Les billets que l'on tend, aussi petits soient-ils, sont toujours trop
gros. Les boliviens n'ont jamais le change et vous prient toujours de
faire l'appoint. Un jeune anglais qui m'accompagne jette tout à coup
un regard fatigué par la fenêtre poussiéreuse de l'épicerie, et je l'entends
hurler : " Oh, Jesus ! The train is leaving!!! ". Je constate éberlué
qu'il dit vrai. J'hésite deux secondes car l'épicier est toujours dans
son arrière boutique à la recherche de ma petite monnaie. Mon cerveau
me dicte cependant très vite les priorités du moment. Le train a 150
mètres d'avance sur nous. D'accord ce n'est pas un TGV, mais lorsque
je prends la décision, l'anglais à mes trousses, de piquer un sprint
pour rattraper le wagon d'Artemus Gordon, je comprends vite qu'à 4000
mètres d'altitude ce ne sera pas chose évidente. Mes chaussures délacées
deviennent un handicap majeur. L'anglais me dépasse puis me distance.

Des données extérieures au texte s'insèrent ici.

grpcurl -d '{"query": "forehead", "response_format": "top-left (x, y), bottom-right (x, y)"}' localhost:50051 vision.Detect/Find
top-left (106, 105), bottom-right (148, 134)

J'hésite à jeter du lest, mais ces chips m'ont coûté trop cher. Pendant
que je m'époumone le long de la voie ferrée, mon cerveau cogite : Si
je ne réussis pas à accrocher le dernier wagon je suis coincé ici pour
une semaine. Je refoule très loin les douleurs causées par l'anoxie,
et courant comme un dératé, rattrape à la fois l'anglais et le cheval
de fer, bondis sur le marchepied, le poing droit cramponné à la fragile
main courante, le poing gauche brandissant fièrement les trois paquets
de chips si durement acquis.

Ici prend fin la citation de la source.